On the proof of convergence of Pòlya urns

81 Views Asked by At

I'm reading the proof of Proposition $2$ of the Appendix here. The proposition states

Let $d\ge 2$ and $S\ge 1$ be integers. Let also $(\alpha_1,\dots,\alpha_d)\in\mathbb{N}^d \setminus\{ 0 \}$. Let $(P_n)_{n\ge0}$ be the $d$-color Pòlya urn random process having $S\cdot Id$ as replacement matrix and $(\alpha_1,\dots,\alpha_d)$ as initial composition. Then, almost surely and in any $L^t$, $t\ge 1$, $$\frac{P_n}{nS}\to V\ \ \text{as}\ n\to\infty$$ where $V$ is a $d$-dimensional Dirichlet-distributed random vector, with parameters $(\frac{\alpha_1}S,\dots,\frac{\alpha_d}S)$.

What I know about the distribution of $P_n$ is that $\forall n\ge0$, let $X_{n+1}$ be a random variable in $\{ 1,\dots,d\}$ with distribution $\mathbb{P}(X_{n+1}=k|P_n)=\frac{(P_n)_k}{\|P_n\|_1}\ \forall k=1,\dots,d$, where $(P_n)_k$ denotes the number of balls of colour $k$ at time $n$ and $\|P_n\|_1=\sum^d_{k=1}(P_n)_k$. Notice that in this script it holds $(P_0)_k=\alpha_k \forall k=1,\dots,d$ and so $||P_0||_1=\sum^d_{k=1}\alpha_k=:\alpha$. We can also write $P_n=\sum^d_{k=1}(P_n)_k e_k$, where $e_k$ is the $k$-th vector in $\mathbb{R}^d$ canonical basis.

The proof starts with: Conditional expectation at time $n+1$ writes $$\mathbb{E}[P_{n+1}|\mathcal{F}_n]=\frac{\alpha+(n+1)S}{\alpha+nS}P_n\tag{1}$$ so that $\big(\frac{P_n}{\alpha+nS}\big)_{n\ge0}$ is a $[0,1]^d$-valued convergent martingale with mean $(\alpha_1/\alpha,\dots,\alpha_d/\alpha)$; let $V$ be its limit.

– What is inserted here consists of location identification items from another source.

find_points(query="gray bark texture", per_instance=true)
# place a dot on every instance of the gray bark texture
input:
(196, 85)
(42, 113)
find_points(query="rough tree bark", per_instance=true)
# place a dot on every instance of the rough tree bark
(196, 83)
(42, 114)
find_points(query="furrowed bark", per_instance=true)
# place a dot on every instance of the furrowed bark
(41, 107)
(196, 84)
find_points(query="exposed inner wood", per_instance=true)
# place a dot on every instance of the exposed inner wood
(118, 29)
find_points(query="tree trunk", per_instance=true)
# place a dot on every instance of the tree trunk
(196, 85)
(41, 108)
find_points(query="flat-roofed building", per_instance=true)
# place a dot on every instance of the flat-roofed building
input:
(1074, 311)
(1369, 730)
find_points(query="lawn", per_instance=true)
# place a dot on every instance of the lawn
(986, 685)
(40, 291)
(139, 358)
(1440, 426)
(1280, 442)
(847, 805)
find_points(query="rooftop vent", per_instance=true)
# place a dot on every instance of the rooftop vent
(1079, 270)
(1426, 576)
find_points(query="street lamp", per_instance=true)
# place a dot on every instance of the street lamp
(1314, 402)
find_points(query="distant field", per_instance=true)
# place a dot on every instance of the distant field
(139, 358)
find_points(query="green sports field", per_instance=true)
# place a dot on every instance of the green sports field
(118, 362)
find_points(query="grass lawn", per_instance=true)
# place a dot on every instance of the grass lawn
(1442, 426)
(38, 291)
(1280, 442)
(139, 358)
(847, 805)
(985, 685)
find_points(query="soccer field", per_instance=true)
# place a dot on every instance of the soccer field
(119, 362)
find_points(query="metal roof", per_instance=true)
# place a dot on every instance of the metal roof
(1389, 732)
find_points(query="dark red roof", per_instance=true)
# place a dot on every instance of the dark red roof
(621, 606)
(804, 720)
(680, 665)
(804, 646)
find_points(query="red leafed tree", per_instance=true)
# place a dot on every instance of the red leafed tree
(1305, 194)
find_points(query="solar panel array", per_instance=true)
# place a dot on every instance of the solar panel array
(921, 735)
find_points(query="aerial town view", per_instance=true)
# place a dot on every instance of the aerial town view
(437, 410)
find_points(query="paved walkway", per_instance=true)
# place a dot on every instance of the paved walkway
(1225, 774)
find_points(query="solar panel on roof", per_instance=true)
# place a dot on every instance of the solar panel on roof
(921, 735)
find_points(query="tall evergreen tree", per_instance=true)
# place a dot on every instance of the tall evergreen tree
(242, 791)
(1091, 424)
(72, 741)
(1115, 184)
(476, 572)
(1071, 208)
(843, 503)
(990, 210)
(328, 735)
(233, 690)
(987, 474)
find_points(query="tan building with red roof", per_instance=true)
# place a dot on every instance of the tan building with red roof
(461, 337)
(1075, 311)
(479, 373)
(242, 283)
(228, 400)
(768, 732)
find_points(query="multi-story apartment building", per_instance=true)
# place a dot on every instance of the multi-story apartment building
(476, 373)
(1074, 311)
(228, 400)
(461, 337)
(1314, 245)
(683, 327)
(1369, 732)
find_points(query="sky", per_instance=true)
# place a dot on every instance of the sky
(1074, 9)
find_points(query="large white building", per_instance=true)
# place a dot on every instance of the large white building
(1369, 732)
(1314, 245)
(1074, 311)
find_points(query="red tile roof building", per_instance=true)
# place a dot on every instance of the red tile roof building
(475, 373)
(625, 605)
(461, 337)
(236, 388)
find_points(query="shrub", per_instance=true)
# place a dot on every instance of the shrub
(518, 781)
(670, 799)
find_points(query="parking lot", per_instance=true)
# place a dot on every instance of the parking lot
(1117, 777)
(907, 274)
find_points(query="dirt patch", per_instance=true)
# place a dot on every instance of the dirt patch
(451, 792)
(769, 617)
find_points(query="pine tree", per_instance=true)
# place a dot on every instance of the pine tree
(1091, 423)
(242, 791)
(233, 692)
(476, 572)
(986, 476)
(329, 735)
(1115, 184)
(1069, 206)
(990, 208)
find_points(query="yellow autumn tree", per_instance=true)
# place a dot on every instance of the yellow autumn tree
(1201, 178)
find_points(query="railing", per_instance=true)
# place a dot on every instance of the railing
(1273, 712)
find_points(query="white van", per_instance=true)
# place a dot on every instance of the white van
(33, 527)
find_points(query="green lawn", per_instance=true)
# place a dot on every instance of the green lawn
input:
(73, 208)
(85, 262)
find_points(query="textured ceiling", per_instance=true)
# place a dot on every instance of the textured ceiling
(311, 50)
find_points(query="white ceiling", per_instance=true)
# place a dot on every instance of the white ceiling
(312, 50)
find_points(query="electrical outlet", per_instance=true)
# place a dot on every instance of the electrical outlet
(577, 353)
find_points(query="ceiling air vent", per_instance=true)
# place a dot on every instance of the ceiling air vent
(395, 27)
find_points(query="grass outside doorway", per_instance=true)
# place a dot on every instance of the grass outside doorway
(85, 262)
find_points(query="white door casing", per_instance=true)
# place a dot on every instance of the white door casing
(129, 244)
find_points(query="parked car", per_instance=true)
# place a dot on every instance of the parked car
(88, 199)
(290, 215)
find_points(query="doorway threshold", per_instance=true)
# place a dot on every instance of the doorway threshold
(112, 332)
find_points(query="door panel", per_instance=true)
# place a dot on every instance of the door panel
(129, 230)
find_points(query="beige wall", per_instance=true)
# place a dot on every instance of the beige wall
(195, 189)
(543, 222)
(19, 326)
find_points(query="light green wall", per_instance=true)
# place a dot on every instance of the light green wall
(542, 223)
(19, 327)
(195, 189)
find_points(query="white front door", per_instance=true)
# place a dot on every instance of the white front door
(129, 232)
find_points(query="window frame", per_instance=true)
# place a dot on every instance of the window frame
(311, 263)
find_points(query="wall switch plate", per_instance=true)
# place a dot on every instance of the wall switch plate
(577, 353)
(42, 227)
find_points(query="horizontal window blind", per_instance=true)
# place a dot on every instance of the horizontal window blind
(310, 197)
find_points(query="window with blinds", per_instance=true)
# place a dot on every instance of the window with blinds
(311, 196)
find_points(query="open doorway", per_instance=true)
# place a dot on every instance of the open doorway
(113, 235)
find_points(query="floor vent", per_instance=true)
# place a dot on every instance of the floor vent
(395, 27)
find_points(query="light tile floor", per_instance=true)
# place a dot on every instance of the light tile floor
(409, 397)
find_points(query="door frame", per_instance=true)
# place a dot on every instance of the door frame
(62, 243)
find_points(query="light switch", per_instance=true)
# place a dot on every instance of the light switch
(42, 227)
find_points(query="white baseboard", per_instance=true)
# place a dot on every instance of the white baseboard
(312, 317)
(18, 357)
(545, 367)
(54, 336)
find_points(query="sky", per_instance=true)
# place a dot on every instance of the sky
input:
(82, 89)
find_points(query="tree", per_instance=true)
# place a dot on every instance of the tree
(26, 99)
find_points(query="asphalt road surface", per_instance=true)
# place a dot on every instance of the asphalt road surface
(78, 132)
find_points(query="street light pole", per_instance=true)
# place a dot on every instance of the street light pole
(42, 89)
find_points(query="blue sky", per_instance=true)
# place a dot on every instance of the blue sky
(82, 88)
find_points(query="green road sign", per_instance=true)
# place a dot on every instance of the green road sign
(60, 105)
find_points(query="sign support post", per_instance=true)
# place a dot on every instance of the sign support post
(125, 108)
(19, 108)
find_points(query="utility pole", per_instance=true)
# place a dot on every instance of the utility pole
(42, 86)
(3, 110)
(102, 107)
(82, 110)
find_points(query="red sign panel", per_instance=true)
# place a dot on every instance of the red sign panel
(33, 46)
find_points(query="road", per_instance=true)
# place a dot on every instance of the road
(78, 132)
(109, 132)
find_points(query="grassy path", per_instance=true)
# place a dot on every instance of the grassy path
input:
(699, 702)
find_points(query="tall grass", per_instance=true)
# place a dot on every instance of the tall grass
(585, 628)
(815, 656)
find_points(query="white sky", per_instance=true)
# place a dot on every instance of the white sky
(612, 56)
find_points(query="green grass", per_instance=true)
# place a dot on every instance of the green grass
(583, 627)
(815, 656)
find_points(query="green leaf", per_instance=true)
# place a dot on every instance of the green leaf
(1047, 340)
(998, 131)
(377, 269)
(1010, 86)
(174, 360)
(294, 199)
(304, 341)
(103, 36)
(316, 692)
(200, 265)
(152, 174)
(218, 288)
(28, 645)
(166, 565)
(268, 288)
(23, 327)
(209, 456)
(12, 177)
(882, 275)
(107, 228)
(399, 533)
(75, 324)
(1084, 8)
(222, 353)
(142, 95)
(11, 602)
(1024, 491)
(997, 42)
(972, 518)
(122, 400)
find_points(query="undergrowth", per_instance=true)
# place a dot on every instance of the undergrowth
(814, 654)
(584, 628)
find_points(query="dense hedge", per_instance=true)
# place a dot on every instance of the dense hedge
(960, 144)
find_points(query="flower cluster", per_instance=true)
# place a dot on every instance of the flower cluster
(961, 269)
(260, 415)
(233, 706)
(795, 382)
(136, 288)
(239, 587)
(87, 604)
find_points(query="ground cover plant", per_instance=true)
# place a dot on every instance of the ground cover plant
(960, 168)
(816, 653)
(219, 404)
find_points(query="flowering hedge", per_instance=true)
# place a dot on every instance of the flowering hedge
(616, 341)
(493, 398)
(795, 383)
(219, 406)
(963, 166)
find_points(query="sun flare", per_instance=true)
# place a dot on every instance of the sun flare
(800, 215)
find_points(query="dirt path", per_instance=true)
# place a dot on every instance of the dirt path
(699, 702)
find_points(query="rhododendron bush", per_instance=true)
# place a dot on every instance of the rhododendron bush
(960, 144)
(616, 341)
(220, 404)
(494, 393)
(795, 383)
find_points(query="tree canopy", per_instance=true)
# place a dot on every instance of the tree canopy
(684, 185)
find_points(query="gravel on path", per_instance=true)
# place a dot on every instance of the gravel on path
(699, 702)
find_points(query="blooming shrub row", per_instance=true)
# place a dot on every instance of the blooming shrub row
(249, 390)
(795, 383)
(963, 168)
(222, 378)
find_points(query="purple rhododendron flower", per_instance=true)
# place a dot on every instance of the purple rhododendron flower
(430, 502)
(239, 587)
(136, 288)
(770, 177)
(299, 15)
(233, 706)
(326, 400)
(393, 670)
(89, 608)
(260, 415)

All ok until now, now the proof proceeds with:

If $f$ is any function defined on $\mathbb{R}^d$, $$\mathbb{E}[f(P_{n+1})|\mathcal{F}_n]=\big(I+\frac{\Phi}{\alpha+ nS}\big)(f)(P_n) \tag{2}$$ where $$\Phi(f)(v) =\sum^d_{k=1}v_k[f(v+Se_k)−f(v)]$$ ($e_k$ is the $k$-th vector in $\mathbb{R}^d$ canonical basis and $v=\sum^d_{k=1}v_ke_k$).

My problem is how to get to equation $(2)$ from equation $(1)$. Explicitely, applying $f$ to $(1)$ we have: $$\mathbb{E}[f(P_{n+1})|\mathcal{F}_n]=f\big(\big(1+\frac{S}{\alpha+nS}\big)P_n\big)\tag{3}$$ For the latter term, I don't know how to proceed for any $f$, if it was linear, then $(3)=f(P_n)+\frac1{\alpha+nS}f(S\cdot P_n)$ and so there are some similarities with:$$\big(I+\frac{\Phi}{\alpha+nS}\big)(f)(P_n)=f(P_n)+\frac1{\alpha+nS}\Phi(f)(P_n)=f(P_n)+\frac1{\alpha+nS}\big(\sum^d_{k=1}(P_n)_k[f(P_n+Se_k)-f(P_n)]\big)\tag{4}$$

Am I missing something or did I do something wrong?

1

There are 1 best solutions below

2
On BEST ANSWER

You can't get from (1) to (2). Rather, both follow from knowledge of the conditional distribution of $P_{n+1}$ given $\mathcal F_n$. With your notation: $$ P_{n+1}=P_n+S\sum_{k=1}^d 1_{\{X_{n+1}=k\}}e_k. $$